Shares of Canadian e-commerce giant Shopify (TSX:SHOP)(NASDAQ:SHOP) have been down in the dumps this year, as tech stocks as a whole have been under pressure recently. While Shopify has generated strong growth over the years, investors have become concerned with high valuations in the tech sector.
In Q4 2025, Shopify reported 31% revenue growth and its free cash flow margin was an impressive 19%. It was the 10th straight quarter where its free cash flow margin was in double-digits. For the first quarter of 2026, the company continues to expect its revenue growth to be in the low-30s, as Shopify's business remains resilient.
The biggest problem with Shopify stock these days is valuation. It's one of the most expensive stocks on the TSX, with a market cap of more than $200 billion. It's trading at 13 times revenue and its price-to-earnings multiple is over 120.
It reports earnings early next month, and a strong showing there could give the stock a much-needed boost. Currently, it's trading below its short-term and long-term moving averages, as even technical indicators don't suggest the stock will turn its fortunes around just yet; Shopify desperately needs a catalyst.

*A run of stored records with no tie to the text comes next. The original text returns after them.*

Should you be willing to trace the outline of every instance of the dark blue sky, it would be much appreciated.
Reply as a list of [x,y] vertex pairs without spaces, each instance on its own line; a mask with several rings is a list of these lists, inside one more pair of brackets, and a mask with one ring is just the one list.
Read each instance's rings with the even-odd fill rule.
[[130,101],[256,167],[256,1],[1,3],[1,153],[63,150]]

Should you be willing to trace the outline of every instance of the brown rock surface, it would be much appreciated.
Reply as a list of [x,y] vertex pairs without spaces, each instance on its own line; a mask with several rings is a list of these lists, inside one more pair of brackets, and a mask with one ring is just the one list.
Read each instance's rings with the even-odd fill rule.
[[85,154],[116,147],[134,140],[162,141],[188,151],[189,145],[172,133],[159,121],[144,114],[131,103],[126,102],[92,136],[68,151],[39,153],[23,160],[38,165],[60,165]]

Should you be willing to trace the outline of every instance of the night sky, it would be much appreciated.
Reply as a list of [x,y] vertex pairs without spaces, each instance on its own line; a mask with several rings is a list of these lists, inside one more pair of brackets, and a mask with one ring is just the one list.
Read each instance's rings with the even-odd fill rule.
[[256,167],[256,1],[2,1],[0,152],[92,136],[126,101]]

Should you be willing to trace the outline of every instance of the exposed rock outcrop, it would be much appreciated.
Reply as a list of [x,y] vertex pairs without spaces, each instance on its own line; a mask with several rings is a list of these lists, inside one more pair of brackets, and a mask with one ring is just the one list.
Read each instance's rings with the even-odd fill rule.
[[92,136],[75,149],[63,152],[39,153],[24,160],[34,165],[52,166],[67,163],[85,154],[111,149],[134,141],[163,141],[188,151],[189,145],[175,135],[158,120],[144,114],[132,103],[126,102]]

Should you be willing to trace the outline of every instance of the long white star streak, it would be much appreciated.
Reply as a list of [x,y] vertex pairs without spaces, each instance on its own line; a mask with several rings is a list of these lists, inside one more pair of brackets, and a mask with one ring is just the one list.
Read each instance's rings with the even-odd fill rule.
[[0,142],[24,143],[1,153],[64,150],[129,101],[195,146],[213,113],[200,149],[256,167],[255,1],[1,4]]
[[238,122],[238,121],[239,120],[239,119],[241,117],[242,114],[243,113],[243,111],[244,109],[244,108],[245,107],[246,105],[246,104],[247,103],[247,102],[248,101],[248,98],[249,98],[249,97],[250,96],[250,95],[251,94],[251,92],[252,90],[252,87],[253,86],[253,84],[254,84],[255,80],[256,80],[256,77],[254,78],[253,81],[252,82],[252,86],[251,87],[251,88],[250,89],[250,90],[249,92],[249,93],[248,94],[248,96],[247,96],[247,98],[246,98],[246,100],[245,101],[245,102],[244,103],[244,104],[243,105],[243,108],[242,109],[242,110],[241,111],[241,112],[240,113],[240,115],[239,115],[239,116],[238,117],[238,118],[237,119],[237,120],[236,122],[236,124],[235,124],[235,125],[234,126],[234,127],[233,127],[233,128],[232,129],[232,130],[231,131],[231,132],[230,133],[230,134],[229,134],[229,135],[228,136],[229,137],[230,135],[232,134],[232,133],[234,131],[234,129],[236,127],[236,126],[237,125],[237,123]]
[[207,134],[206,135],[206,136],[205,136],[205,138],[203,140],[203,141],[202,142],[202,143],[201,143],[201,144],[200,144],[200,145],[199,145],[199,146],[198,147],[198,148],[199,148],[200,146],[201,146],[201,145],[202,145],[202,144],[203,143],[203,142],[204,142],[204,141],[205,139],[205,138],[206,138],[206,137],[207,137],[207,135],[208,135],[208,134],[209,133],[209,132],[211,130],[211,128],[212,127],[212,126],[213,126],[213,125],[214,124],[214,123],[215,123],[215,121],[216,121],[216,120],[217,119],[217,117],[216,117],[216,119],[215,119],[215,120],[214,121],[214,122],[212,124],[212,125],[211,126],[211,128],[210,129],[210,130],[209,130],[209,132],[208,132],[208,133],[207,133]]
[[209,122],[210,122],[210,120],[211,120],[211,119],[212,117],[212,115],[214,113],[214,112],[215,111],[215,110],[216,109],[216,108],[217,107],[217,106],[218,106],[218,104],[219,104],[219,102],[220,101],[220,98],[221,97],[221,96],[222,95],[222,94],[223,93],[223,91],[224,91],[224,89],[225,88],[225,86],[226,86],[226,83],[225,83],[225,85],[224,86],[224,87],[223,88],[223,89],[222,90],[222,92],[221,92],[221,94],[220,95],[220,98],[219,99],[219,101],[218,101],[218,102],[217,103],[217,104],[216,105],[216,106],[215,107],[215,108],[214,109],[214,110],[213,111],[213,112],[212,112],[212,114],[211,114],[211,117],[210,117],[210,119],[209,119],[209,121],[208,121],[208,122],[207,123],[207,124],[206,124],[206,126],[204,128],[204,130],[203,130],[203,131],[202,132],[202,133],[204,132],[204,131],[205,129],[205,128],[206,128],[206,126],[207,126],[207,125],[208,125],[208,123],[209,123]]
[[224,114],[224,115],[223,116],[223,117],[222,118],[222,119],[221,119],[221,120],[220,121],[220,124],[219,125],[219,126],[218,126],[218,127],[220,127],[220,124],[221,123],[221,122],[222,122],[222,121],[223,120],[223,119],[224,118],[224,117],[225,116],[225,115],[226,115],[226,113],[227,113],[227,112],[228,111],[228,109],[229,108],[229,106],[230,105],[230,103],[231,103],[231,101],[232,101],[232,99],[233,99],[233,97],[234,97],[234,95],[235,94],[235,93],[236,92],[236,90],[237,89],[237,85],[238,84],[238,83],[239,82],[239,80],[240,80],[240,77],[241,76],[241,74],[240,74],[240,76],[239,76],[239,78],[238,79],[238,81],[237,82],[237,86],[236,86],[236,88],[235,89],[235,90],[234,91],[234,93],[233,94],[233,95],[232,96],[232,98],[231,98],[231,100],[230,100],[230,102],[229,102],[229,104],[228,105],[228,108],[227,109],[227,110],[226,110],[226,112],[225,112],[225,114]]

But while the stock is down big this year, investors shouldn't conclude that it's cheap. It's still far from its 52-week low of $111.06. And with high revenue and earnings multiples, it may still have more room to fall lower if its earnings numbers fall short of expectations. Taking a wait-and-see approach heading into earnings might be the best option right now, given the question marks surrounding the business today.